The repercussions were immediate. A co-worker was told his contract was not being renewed and he has to pack his stuff before the end of the month. That is three days away. The average salary increase is only around 2% this year and the worker's union is furious. We even received e-mails from the upper management, written in an extremely patronising tone no less, about how further negotiations are not foreseeable. The number of paid leaves are being slashed, meal allowance remains the same while food at the canteen just underwent a price hike, claims are being scrutinised to death, and recruitment is getting frozen. Those who are on their probation period might see themselves getting the boot at the end of it instead of an open-ended contract.
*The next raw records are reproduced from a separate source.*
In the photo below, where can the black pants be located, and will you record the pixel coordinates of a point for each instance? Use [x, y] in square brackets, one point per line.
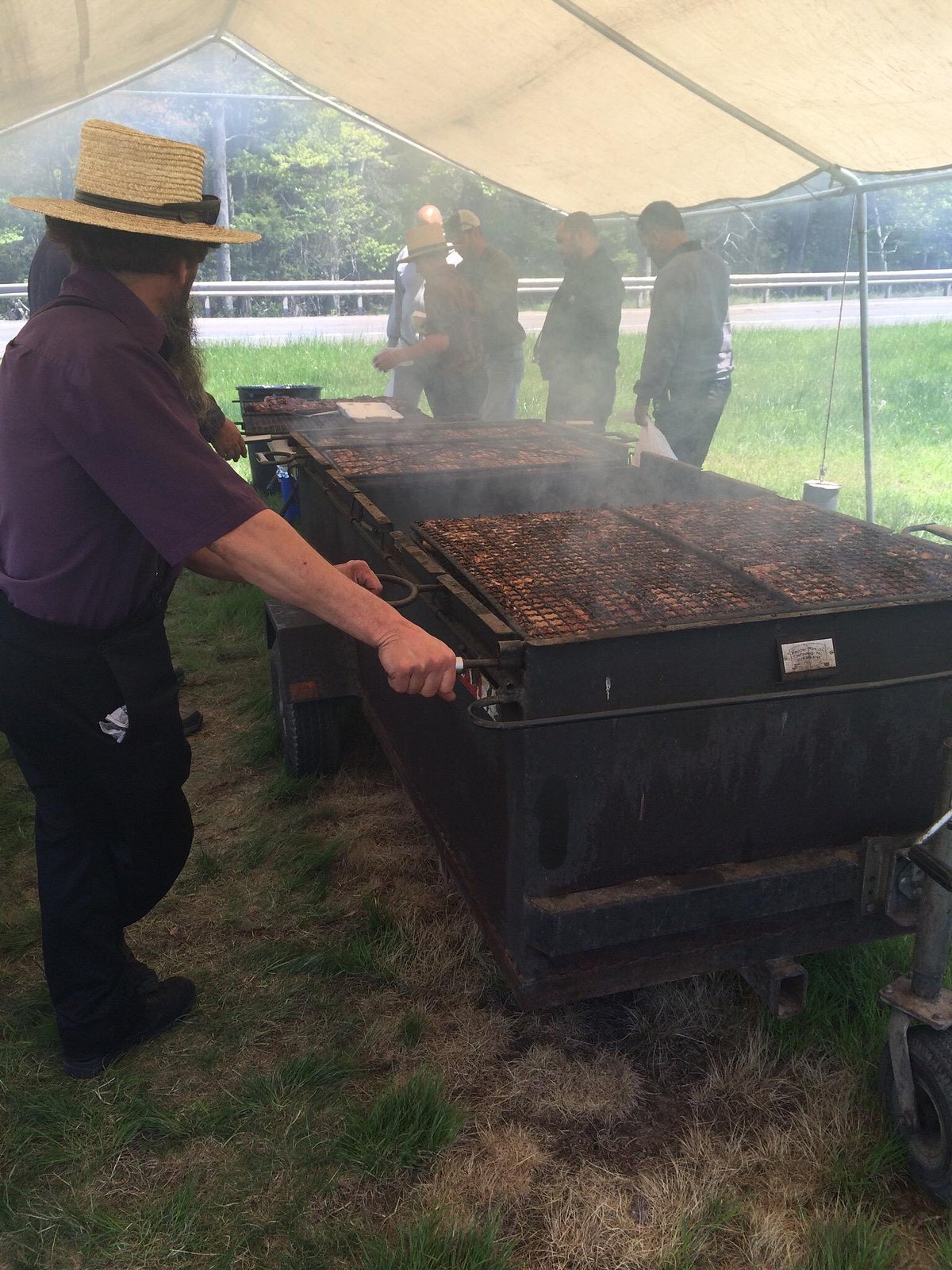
[581, 391]
[689, 419]
[113, 829]
[454, 395]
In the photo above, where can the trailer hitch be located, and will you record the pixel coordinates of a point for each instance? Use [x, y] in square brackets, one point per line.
[926, 860]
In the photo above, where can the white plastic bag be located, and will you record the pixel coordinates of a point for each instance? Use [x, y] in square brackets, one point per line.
[651, 441]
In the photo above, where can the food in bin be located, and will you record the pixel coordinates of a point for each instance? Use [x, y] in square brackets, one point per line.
[276, 404]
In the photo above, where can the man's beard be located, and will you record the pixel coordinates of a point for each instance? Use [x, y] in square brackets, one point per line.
[184, 356]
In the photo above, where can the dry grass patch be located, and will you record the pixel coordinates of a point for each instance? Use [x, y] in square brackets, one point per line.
[494, 1165]
[547, 1083]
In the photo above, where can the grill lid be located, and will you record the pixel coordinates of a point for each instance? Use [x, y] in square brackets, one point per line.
[528, 448]
[602, 572]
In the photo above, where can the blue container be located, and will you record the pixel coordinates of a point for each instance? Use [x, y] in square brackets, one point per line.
[289, 489]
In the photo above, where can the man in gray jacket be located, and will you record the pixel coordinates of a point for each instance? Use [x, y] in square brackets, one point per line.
[685, 372]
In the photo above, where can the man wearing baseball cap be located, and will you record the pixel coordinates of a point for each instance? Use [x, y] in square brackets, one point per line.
[494, 279]
[448, 356]
[88, 696]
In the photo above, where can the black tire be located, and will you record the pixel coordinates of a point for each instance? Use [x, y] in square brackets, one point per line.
[931, 1149]
[310, 730]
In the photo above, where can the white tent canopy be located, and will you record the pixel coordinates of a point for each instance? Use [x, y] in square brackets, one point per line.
[602, 106]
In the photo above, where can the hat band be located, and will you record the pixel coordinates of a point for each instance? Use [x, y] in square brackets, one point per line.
[205, 210]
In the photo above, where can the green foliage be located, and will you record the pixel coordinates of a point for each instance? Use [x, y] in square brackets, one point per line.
[429, 1246]
[696, 1235]
[401, 1130]
[843, 1013]
[852, 1244]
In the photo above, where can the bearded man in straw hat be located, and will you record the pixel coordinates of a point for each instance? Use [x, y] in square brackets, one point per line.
[448, 356]
[90, 406]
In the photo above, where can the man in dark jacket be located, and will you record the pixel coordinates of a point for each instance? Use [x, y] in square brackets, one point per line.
[578, 347]
[494, 279]
[687, 366]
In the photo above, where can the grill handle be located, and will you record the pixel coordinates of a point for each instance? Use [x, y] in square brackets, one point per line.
[413, 591]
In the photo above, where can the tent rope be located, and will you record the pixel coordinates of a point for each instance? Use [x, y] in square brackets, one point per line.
[835, 347]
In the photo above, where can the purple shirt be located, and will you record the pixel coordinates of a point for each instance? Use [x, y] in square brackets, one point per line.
[105, 478]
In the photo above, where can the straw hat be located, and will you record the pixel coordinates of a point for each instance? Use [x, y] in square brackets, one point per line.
[425, 241]
[139, 183]
[461, 221]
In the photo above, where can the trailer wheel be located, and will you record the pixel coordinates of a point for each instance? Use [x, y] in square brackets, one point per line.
[931, 1149]
[310, 730]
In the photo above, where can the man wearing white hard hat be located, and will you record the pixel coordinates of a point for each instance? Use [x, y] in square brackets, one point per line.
[448, 355]
[88, 696]
[408, 305]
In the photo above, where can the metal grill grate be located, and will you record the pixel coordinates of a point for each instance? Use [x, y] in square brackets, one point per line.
[809, 556]
[378, 460]
[583, 573]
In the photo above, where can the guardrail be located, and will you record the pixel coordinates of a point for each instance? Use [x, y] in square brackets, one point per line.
[640, 287]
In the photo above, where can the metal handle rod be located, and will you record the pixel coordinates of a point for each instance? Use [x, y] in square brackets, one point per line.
[935, 933]
[933, 829]
[475, 664]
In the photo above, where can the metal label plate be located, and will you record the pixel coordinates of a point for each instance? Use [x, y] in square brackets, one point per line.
[808, 658]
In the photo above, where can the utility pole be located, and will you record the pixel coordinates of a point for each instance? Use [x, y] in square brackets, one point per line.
[219, 169]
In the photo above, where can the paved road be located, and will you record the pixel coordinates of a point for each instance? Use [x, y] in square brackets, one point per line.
[790, 315]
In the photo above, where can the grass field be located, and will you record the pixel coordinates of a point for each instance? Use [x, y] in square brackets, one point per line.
[355, 1090]
[774, 427]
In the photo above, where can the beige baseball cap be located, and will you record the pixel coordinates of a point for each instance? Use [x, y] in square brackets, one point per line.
[461, 221]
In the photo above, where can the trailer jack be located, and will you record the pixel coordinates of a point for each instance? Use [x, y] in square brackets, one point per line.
[916, 1072]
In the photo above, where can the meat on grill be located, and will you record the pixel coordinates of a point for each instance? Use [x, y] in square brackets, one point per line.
[457, 456]
[575, 575]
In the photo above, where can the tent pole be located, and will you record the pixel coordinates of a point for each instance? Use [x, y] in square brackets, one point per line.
[863, 243]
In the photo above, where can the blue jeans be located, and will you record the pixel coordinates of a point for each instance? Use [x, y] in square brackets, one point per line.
[505, 370]
[689, 416]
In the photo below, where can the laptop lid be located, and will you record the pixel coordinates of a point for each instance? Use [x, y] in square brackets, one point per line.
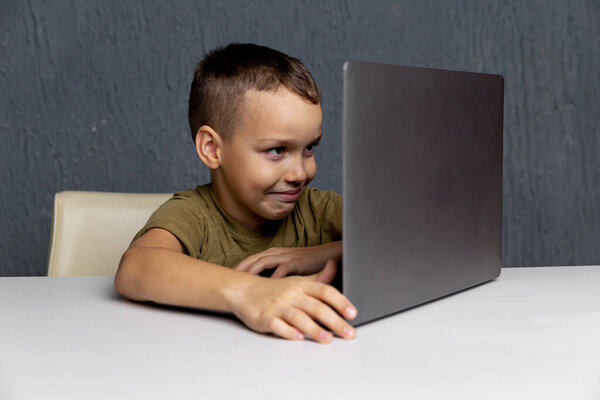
[422, 176]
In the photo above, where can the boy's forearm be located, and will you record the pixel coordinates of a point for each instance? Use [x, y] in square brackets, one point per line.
[166, 276]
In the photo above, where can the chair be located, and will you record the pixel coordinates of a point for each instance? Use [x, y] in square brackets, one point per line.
[91, 230]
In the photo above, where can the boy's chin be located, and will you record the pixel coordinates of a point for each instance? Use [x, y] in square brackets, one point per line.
[277, 215]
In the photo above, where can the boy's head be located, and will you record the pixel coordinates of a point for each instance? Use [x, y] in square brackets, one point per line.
[256, 120]
[225, 74]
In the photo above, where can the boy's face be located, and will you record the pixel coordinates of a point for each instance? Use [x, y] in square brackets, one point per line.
[269, 159]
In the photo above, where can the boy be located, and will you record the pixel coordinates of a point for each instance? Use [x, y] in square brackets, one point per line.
[256, 119]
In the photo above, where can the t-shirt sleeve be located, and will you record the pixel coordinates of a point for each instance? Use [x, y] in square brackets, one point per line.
[180, 215]
[327, 208]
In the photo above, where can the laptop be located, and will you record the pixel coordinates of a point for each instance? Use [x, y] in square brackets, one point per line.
[422, 184]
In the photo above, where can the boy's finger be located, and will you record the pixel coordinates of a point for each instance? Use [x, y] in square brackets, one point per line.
[329, 318]
[281, 271]
[304, 323]
[330, 295]
[285, 330]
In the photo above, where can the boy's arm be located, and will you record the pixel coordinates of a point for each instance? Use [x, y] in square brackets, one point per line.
[155, 268]
[292, 260]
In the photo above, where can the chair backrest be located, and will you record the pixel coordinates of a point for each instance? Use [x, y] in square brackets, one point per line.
[91, 230]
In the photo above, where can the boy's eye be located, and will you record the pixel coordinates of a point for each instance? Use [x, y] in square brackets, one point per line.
[276, 151]
[311, 147]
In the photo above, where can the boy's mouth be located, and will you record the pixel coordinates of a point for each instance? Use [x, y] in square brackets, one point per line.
[288, 196]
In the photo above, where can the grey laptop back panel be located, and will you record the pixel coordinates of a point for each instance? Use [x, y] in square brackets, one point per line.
[422, 151]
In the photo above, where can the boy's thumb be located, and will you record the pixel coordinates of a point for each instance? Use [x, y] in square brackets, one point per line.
[327, 273]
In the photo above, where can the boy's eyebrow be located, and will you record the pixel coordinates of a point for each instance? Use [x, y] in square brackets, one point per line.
[285, 141]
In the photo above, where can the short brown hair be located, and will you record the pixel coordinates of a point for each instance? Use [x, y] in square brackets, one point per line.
[225, 74]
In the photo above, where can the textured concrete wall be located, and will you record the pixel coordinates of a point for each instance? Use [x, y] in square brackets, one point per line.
[94, 98]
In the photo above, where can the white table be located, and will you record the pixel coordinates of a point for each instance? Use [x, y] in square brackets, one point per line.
[532, 334]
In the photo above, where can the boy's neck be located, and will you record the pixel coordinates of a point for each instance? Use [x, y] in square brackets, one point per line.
[229, 207]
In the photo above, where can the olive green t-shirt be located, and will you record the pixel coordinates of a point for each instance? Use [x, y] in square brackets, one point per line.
[207, 233]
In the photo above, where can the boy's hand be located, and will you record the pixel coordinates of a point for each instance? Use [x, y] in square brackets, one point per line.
[291, 260]
[289, 307]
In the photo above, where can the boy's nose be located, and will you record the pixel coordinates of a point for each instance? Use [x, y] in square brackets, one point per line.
[297, 172]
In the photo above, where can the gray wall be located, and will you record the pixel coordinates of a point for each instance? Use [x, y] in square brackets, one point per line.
[94, 97]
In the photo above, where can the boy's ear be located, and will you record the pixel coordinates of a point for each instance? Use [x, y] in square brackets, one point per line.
[208, 146]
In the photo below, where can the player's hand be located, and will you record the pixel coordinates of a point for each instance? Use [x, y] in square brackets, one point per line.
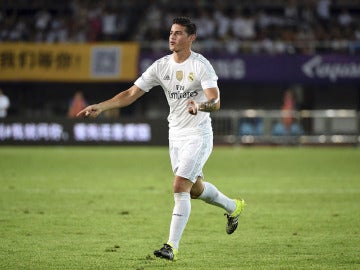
[193, 107]
[91, 111]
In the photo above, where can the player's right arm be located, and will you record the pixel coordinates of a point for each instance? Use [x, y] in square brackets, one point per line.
[121, 100]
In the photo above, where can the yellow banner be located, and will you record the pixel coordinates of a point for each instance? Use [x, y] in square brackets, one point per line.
[69, 62]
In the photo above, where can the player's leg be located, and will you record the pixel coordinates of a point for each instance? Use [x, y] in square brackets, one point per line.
[210, 194]
[179, 219]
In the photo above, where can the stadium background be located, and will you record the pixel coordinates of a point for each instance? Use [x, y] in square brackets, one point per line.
[259, 49]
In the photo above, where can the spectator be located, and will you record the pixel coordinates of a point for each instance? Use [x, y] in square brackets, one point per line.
[288, 109]
[4, 104]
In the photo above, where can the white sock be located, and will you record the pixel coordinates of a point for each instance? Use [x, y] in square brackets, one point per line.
[213, 196]
[179, 218]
As for me, I don't have the slightest care in the world. Of course, work is piling up because we're bidding on tenders left and right, and the sooner I come up with solutions to our problems the better. It might sound stressful to some people but to me it's heaven. I like feeling important, I prefer working under pressure, and I sure as hell enjoy it when my boss sees my work and says "That looks great, we might be able to sell this." On top of that, I am actually applying everything I've learned from freshman year up to my Master's, and that includes my prior experience working at the German Aerospace Center. My dream job has always been one where I get to actually be creative and use my brain, and knowing that my work will eventually lead to improvements - no matter how small - to aeronautics, that is just an indescribable feeling.

One tiny problem though. It is getting hard to maintain a positive outlook on your job when others around you are whining all day long. I am used to the constant bitching of the French (and am actually quite fond of it), but hearing them complain about not being able to tend to their gardens after work because of the long hours is not much fun. Coming from a country where a 37-hour week is almost unheard of, I get really wary of my co-workers bitching about it.

Personally, I am pretty content with our working conditions. In fact, I think it's really hard to beat. I am on first name basis with everybody, my bosses and I are very good friends, the work environment is very hip and young. You just can't imagine a better work environment anywhere. Of course the crisis-borne fear lingers and everyone gets uneasy about it, but I think it's really not as bad as it sounds. In France, even if you get sacked, the government still gives you around 60% of your previous salary until you find another job. Sixty percent! That's a shitload of money. I have a friend doing a trip around Asia right this moment using the compensation given by his company after he got laid off, as well as the monthly unemployment allowance given by the government. In short, he is actually earning a lot more than I am right now, and I'm busting my ass off at work while he is somewhere in Cambodia soaking up the sun and the culture.

That is the beauty of a capitalist-socialist economy, and the French should appreciate it more. While it is not to say they should stop complaining, it surely is a reason to look forward to the future. And it is absolutely not a valid excuse to shit on the present because all said and done, they still have it way better than most of the world's population as of right now.

Ahhh first world trials and tribulations... even after all these years they still look petty to me.